Добавить в цитаты Настройки чтения

Страница 138 из 145



Я повернулась к нему, прекрасно ощущая его тоску по его собственной семье, которую он так и не успел долюбить до конца. Ах, если бы реки времен можно было повернуть вспять, чтобы он снова смог пережить эту радость от зарождения чувств, горячую, пылкую восторженную влюбленность, то тихую и сдержанную, то больную и клокочущую, глубокую, как воды океана, любовь и безмятежное счастье в ожидании прекрасной новой жизни.

- Я сделаю это. Ради тебя.

В дверь постучали. Микаш! Я так обрадовалась, что он наконец-то пришел. Так соскучилась. Хотела с порога бросить к нему на шею, расплакаться и расцеловать. Отперла засов, потянул за ручку.

- Нет, Лайсве, стой! – запоздало донесся испуганной выкрик Безликого.

Я обернулась. Кто-то резко нажал пальцами у меня над ключицей. Я обмякла, и мир вокруг схлопнулся в черное небытие.

***

Дни в приграничном дозоре тянулись ленивой улиткой. Врага они так и не видели. Только ловили беженцев, бродяг и разбойников на большой дороге.
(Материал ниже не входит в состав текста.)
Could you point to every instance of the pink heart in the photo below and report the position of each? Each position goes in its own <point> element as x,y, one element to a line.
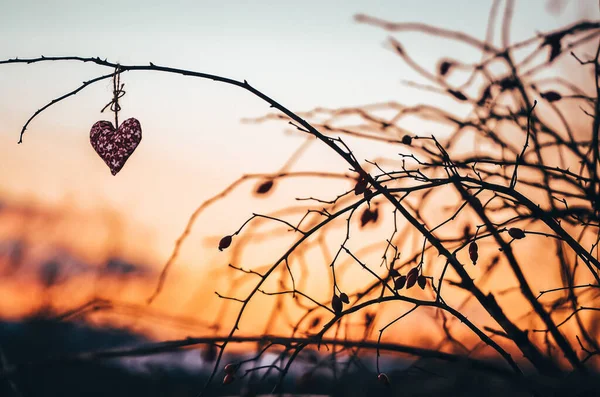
<point>115,146</point>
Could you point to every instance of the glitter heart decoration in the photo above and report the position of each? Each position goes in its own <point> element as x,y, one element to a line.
<point>115,146</point>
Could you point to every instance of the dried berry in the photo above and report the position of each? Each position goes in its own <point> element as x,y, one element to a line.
<point>229,378</point>
<point>551,96</point>
<point>361,186</point>
<point>457,94</point>
<point>383,379</point>
<point>369,215</point>
<point>473,247</point>
<point>474,256</point>
<point>264,187</point>
<point>400,282</point>
<point>445,67</point>
<point>210,353</point>
<point>225,242</point>
<point>344,298</point>
<point>336,304</point>
<point>516,233</point>
<point>315,322</point>
<point>411,277</point>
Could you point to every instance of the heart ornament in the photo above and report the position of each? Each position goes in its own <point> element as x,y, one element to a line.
<point>115,146</point>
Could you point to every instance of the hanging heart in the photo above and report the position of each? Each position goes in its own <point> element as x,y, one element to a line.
<point>115,146</point>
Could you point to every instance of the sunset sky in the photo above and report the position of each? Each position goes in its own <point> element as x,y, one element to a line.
<point>303,54</point>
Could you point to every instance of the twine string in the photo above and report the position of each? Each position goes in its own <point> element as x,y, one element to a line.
<point>118,93</point>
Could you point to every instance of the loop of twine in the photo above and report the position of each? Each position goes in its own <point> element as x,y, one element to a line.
<point>118,93</point>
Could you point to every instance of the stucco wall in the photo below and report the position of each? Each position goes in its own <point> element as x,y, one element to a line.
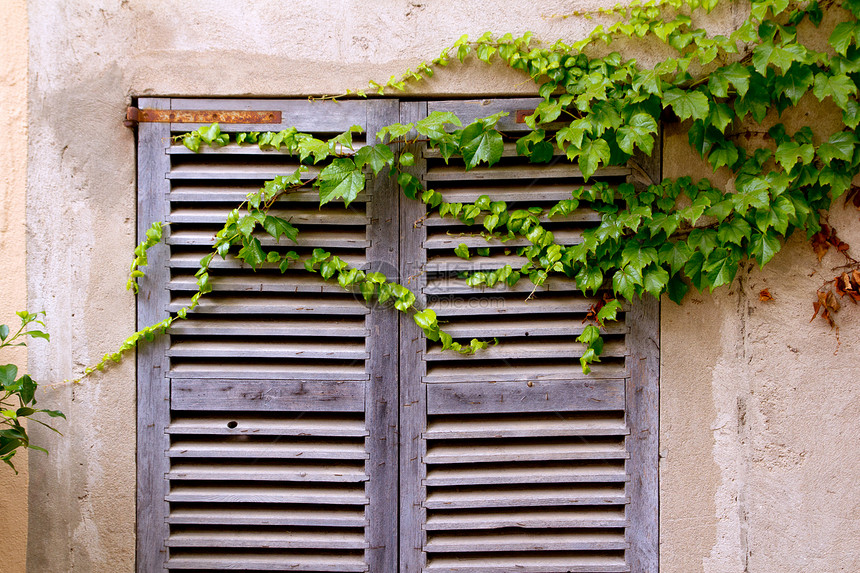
<point>13,284</point>
<point>758,415</point>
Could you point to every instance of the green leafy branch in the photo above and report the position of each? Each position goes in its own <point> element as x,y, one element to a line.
<point>18,394</point>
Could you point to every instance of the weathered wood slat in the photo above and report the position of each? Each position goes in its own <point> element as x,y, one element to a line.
<point>538,451</point>
<point>192,261</point>
<point>269,349</point>
<point>244,515</point>
<point>304,283</point>
<point>334,217</point>
<point>502,172</point>
<point>153,408</point>
<point>238,424</point>
<point>455,286</point>
<point>513,192</point>
<point>548,563</point>
<point>189,448</point>
<point>412,399</point>
<point>557,517</point>
<point>268,539</point>
<point>382,413</point>
<point>305,115</point>
<point>265,493</point>
<point>260,395</point>
<point>246,170</point>
<point>524,327</point>
<point>235,193</point>
<point>526,497</point>
<point>541,396</point>
<point>540,472</point>
<point>544,348</point>
<point>235,149</point>
<point>334,239</point>
<point>545,541</point>
<point>271,373</point>
<point>298,305</point>
<point>453,263</point>
<point>195,470</point>
<point>452,240</point>
<point>445,373</point>
<point>525,425</point>
<point>540,304</point>
<point>262,327</point>
<point>576,216</point>
<point>269,561</point>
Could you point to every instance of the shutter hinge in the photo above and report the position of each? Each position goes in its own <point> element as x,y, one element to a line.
<point>133,116</point>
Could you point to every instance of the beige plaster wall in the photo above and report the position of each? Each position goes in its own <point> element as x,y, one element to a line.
<point>13,284</point>
<point>758,416</point>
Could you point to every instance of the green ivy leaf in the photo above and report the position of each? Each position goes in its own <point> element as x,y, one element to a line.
<point>479,143</point>
<point>735,74</point>
<point>839,146</point>
<point>777,216</point>
<point>687,104</point>
<point>462,251</point>
<point>375,156</point>
<point>278,228</point>
<point>839,87</point>
<point>252,252</point>
<point>702,240</point>
<point>589,278</point>
<point>394,131</point>
<point>721,266</point>
<point>638,257</point>
<point>795,83</point>
<point>637,133</point>
<point>721,116</point>
<point>842,37</point>
<point>593,153</point>
<point>764,246</point>
<point>734,230</point>
<point>675,255</point>
<point>625,281</point>
<point>341,178</point>
<point>789,153</point>
<point>433,126</point>
<point>656,279</point>
<point>677,289</point>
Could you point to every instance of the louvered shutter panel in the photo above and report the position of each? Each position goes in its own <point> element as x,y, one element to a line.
<point>512,459</point>
<point>267,421</point>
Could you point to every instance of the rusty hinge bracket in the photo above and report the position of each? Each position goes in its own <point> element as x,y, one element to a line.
<point>134,116</point>
<point>522,113</point>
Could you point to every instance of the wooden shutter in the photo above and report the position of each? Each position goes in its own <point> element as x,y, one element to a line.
<point>512,459</point>
<point>267,426</point>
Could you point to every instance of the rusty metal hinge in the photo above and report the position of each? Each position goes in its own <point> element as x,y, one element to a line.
<point>522,113</point>
<point>134,116</point>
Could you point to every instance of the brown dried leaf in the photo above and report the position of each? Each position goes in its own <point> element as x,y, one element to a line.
<point>832,302</point>
<point>820,244</point>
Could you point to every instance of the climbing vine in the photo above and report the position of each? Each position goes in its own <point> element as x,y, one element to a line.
<point>598,111</point>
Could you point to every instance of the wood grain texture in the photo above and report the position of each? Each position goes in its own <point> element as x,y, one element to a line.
<point>267,395</point>
<point>643,408</point>
<point>383,233</point>
<point>153,410</point>
<point>412,370</point>
<point>540,396</point>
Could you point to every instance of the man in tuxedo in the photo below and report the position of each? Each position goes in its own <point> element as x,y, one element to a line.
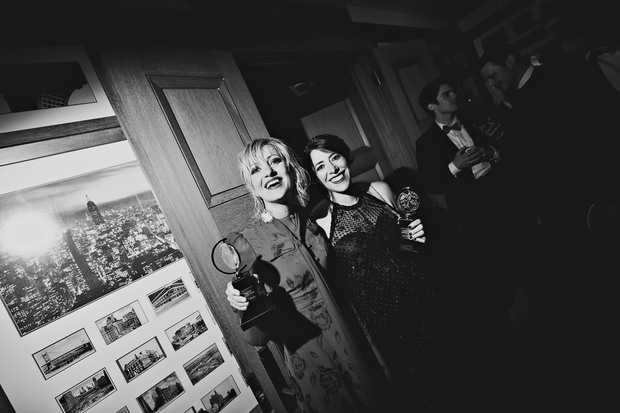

От того, что постоянно приходилось проводить допросы и «читать до дна», голова шла кругом. Большую часть отпускали: вышвыривали пинком под зад подальше от города. Тех же, кто вызывал малейшие подозрения, отправляли под конвоем в город, где их допрашивали куда более опытные дознаватели из созданного недавно специального отряда при главном штабе ордена. Там уже и решали, упечь или казнить. Все больше казнили.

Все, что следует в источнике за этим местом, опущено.